Браво, ноги - стонали, но донесли.
Вот вершина, вот камень, и можно сесть,
сесть и слушать безмолвный орган Земли.

1993
 

Полная Ода круговороту воды

Лейте, лейте дожди,
шелестите в листве...
Пропитав перегной, выгоняйте на свет
полосатых червей.
И, хлебнув приключений в сплетенных корнях,
пробивайтесь ключами в тенистый овраг.

О, прыгучий ручей,
оторвись хоть на миг
от слепого влеченья морей
и замри
и позволь себе малую толику сна
в бочаге, куда иглы роняет сосна.

И оттуда сквозь кроны взгляни на свою
колыбель в серых клочьях, летящих на юг.

Падай снег! Тихо падай в осенних горах.
Это счастье - искриться на пухлых коврах
субальпийских лугов.
А спорхнув утром в легкий мороз,
о, восторг,
таять в шерсти коричневых коз!

О, неистовый снег перевалов, вали,
до краев наполняя истоки лавин!
Отгреми и уймись, превращаясь в стекло
ледников,
этих тучных ваятелей зубчатых гор,
под уклон
подгоняемых бегом веков.

Ледниковой воды камнебойная мощь,
перекраивай карты ущелий и рощ!
О, великие реки, одарите меня
в тихий вечер
иллюзией вечного дня...

Это нас
скоро время смахнет как рукой.
Это нам
уготован могильный покой.
А трава,
как ребенок, сосет вечный сок,
и упрямой воды не иссякнет поток -

в атлантическом паре, в нашествии гроз,
в наползающей хмари, в волокнах берез,
в тихом капаньи с веток, в движении льда...
И да будет все это, да будет все так,
как текло и бежало при нас на Земле,
еще пять с небольшим миллиардов лет!

1993
 

Ода морю

Завожу речь о море с Начала, ибо
есть начало в любой истории:
первым, отличающим Землю от бесплодной глыбы,
на Земле появилось море.

Четыре миллиарда лет море нянчило чудо,
а сейчас у ног на песке изливает душу,
жалуясь, что неблагодарное чадо
ушло, расцветя и созрев, на сушу...

Океан, у ног он и вправду тихий -
на мели оставив всю мощь прибоя,
подбирается мягко, бросает блики,
отливает с пеной, зовет с собою.

Здравствуй, море! Я далекий потомок
твоих древних рыб, человек двуногий,
занесенный за полпланеты от дома,
потерявший чувство смысла дороги.

Я не знаю будущего, не верю в Бога,
сомневаюсь в своем стареющем племени.
Скажи мне, есть ли столбовая дорога
через прихоти рока и бездны времени?..

Я гляжу, как за мелью встают из глади
горы зыби, рушась одна за другою...
Мерно дышит в громовом накате
океан могущества и покоя.

Море, ты лелеешь этот мир с колыбели,
ты дало нам странную жажду странствий,
ты причастно к какой-то огромной цели...
Где та цель зарыта, в каком пространстве?!

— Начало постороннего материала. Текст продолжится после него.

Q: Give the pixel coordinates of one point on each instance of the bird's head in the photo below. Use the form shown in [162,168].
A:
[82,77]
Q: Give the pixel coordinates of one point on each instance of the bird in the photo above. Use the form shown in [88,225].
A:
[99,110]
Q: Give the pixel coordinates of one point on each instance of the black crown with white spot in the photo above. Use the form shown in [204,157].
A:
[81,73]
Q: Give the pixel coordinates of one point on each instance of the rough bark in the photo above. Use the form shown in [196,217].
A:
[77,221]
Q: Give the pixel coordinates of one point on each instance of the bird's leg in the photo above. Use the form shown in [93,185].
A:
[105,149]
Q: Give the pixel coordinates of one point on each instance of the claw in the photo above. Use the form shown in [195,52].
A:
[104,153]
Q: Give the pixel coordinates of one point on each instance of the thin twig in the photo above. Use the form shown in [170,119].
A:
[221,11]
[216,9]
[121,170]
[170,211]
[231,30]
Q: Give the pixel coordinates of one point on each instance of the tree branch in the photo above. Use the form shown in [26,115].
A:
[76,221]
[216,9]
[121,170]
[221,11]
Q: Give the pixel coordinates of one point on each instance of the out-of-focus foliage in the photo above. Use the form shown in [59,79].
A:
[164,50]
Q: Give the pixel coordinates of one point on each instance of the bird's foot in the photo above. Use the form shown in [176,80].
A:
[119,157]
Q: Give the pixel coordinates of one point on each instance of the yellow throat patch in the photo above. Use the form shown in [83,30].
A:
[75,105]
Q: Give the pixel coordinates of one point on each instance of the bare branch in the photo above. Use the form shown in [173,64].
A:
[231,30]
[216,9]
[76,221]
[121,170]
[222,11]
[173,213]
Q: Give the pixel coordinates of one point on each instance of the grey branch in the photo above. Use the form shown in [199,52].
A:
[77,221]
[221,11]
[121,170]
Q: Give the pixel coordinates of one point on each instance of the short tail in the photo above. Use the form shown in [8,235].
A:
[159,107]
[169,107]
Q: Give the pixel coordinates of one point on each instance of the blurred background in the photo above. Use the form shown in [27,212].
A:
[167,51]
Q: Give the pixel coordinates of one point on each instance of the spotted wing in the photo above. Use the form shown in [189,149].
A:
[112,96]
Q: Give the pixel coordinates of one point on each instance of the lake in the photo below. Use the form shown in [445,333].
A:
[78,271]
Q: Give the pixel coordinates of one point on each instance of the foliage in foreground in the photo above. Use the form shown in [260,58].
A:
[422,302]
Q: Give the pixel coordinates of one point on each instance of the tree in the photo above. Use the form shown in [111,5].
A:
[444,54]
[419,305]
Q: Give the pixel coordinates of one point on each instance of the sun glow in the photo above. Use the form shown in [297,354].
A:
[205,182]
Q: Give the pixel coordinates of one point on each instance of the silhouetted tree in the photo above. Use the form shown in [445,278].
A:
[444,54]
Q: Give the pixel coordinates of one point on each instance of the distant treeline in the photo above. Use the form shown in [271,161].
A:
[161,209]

Тщетно ждать, что мне океан ответит.
Все земное море в делах навеки -
воздвигает рифы, рождает ветер,
посылает дожди, принимает реки.

С гипнотическим гулом в предзакатной лени
мерным шествием каждой волны пологой
океан отсчитывает мгновенья
в направленье далекого эпилога.

Где, быть может, далекий потомок рыбы
у судьбы и пространства свой смысл отспорит...
Последним, отличающим Землю от опаленной
глыбы,
на Земле испарится море.
 

40о с.ш.

Сорок градусов северной широты,
долготы забытой, куда меня занесло.
Вакханалия камня и пустоты.
Капель, ветра и времени ремесло...

Там пространство развернуто чередой
марсианских пустынь и синих земных хребтов -
сновиденье мира, прорезанное чертой
дороги в Мекку, мекку грузовиков.

Там творится разнузданный карнавал
исполинских фаллосов, гоблинов, королей,
бухих монахов, какими их изваял
суховей настырный из ила былых морей.

В ржавом чреве каньона парит орел.
Лунный лес обелисков манит в ночи сову.
По утрам оранжевый ореол
зажигает скалы, и башни, и синеву.

На краю, где в пропасть вдается мыс,
над слияньем зеленой и красной рек
я застыл, пытаясь проникнуть в смысл
сновиденья, и сам погрузился в бред.

Прибегает смешной хомяк поиграть со мной.
Надо мной проплывает, клубясь, кругосветный флот,
И идет, все идет, никак не свершась, немой
акт слиянья зеленой и красной вод.

Ноябрь, 1994
 

1984
почти по Оруэллу

Мой сын, дурная голова,
не знает, кто сейчас глава.
Стоит молчит, потупив взор.
Какой позор, какой позор!
 

Всемогущий Ужасный Я

Я приехал домой...
- Вот те на!
Дочь с женой
приютили щенка.
Как на грех - беспородная сучка.
Одним словом - тяжелый случай.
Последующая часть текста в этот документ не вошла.